D'autant que de nouvelles charges s'annoncent pour la branche en 2010. Le décret sur la trimestrialisation du traitement des ressources des bénéficiaires de l'allocation aux adultes handicapés, initialement attendu pour janvier, devrait être publié au second semestre. La gestion de la prévention des impayés de loyers par les CAF, au sein des commissions départementales de coordination des actions de prévention des expulsions, devrait intervenir d'ici à janvier 2011. « Les anciennes commissions départementales des aides publiques au logement mobilisaient 200 équivalents temps plein de fonctionnaires de l'Etat », souligne Jean-Claude Mancipoz. A cela s'ajoute le « RSA jeunes », qui pourrait être mis en oeuvre en septembre et dont la gestion peut se révéler complexe au regard de ses conditions d'éligibilité...

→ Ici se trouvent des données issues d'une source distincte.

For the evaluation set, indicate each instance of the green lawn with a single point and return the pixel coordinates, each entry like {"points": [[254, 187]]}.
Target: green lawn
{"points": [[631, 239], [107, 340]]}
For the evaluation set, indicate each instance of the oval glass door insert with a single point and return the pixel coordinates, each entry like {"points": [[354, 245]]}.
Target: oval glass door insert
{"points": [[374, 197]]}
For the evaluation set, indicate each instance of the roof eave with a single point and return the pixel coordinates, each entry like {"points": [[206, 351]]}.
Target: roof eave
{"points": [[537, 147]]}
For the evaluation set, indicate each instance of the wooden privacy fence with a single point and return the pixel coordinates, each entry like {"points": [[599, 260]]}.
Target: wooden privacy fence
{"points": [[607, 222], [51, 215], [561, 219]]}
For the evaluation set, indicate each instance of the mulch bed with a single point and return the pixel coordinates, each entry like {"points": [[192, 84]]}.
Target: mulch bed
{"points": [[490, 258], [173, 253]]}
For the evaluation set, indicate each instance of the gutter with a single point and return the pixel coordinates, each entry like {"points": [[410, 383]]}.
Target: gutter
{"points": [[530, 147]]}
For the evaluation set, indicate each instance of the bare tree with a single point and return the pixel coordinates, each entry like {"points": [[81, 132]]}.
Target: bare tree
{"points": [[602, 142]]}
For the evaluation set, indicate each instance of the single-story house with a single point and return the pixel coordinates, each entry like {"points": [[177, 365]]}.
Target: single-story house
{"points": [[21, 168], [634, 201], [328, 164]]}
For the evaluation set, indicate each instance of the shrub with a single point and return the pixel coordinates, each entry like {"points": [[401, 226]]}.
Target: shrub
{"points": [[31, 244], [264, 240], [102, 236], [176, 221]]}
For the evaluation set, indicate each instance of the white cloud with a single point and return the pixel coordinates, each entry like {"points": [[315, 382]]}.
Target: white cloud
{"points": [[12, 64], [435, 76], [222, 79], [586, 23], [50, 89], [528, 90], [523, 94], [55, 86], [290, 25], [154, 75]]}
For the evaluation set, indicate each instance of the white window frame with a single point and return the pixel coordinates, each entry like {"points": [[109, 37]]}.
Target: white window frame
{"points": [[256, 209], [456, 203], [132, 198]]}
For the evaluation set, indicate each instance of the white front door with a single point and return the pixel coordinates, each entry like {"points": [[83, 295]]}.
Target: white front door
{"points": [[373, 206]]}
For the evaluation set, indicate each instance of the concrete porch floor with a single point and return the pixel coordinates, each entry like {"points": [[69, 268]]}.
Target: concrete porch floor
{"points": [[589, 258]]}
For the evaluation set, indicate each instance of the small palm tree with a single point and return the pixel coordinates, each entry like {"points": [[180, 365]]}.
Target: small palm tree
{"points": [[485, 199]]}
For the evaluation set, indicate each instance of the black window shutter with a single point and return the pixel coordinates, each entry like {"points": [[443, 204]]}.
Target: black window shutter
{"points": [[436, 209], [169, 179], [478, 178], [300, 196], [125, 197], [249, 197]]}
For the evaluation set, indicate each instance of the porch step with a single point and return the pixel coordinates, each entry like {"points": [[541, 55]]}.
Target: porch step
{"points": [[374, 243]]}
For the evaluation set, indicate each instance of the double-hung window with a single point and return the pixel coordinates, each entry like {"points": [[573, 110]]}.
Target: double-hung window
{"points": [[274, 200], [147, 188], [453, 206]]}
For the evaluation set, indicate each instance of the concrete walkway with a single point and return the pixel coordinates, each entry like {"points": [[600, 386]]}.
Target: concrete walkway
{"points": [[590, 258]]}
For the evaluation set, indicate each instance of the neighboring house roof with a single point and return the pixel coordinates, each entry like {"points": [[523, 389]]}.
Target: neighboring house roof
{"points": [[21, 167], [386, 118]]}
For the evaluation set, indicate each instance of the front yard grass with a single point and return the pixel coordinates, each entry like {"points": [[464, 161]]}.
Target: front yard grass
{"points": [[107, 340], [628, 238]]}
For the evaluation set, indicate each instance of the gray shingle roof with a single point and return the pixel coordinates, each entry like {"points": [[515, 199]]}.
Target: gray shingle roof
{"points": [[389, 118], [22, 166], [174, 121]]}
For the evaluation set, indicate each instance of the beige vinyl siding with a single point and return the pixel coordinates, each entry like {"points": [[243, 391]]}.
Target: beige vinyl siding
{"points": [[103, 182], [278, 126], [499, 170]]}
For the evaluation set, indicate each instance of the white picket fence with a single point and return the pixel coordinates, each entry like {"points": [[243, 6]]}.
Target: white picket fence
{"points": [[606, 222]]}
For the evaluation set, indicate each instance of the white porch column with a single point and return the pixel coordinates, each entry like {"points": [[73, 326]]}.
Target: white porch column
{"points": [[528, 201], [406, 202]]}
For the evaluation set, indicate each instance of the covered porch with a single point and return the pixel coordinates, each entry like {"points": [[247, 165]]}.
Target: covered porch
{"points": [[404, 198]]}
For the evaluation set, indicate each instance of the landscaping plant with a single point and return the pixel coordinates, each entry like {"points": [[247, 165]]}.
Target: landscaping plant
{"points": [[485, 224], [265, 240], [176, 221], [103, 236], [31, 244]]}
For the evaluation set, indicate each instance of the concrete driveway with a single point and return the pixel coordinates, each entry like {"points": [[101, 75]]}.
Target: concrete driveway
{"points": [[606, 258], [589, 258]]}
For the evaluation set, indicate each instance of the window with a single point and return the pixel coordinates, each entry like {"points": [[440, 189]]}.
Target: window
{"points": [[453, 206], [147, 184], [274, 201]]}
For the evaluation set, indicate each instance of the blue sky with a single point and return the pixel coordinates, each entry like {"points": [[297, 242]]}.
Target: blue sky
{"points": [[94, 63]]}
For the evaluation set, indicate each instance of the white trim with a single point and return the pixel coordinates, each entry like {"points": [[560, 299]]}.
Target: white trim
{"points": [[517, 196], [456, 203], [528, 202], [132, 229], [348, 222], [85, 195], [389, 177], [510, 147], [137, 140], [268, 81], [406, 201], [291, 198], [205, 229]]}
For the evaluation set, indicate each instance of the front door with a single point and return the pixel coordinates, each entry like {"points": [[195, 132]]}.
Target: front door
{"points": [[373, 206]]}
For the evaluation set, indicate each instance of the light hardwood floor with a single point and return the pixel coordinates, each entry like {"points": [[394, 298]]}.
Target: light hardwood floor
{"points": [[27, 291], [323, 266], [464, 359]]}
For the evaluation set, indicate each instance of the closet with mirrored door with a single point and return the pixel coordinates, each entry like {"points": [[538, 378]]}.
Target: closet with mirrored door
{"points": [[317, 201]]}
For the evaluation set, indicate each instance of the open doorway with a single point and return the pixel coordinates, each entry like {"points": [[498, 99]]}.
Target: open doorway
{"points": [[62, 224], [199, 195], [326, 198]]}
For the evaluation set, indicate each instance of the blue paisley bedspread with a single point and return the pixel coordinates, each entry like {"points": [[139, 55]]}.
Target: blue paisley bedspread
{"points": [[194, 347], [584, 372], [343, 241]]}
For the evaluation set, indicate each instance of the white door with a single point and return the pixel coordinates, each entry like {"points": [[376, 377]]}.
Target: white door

L'Adircaf s'apprête à remonter au créneau en appuyant la demande du président du conseil d'administration de la CNAF auprès de Xavier Darcos. La CFDT et la CGT, qui appelaient à la grève le 2 mars, tandis que les débrayages locaux se multiplient, ont obtenu qu'une séance de travail sur le sujet soit organisée le 30 mars sous l'égide de l'Instance nationale de concertation de l'Union des caisses nationales de sécurité sociale.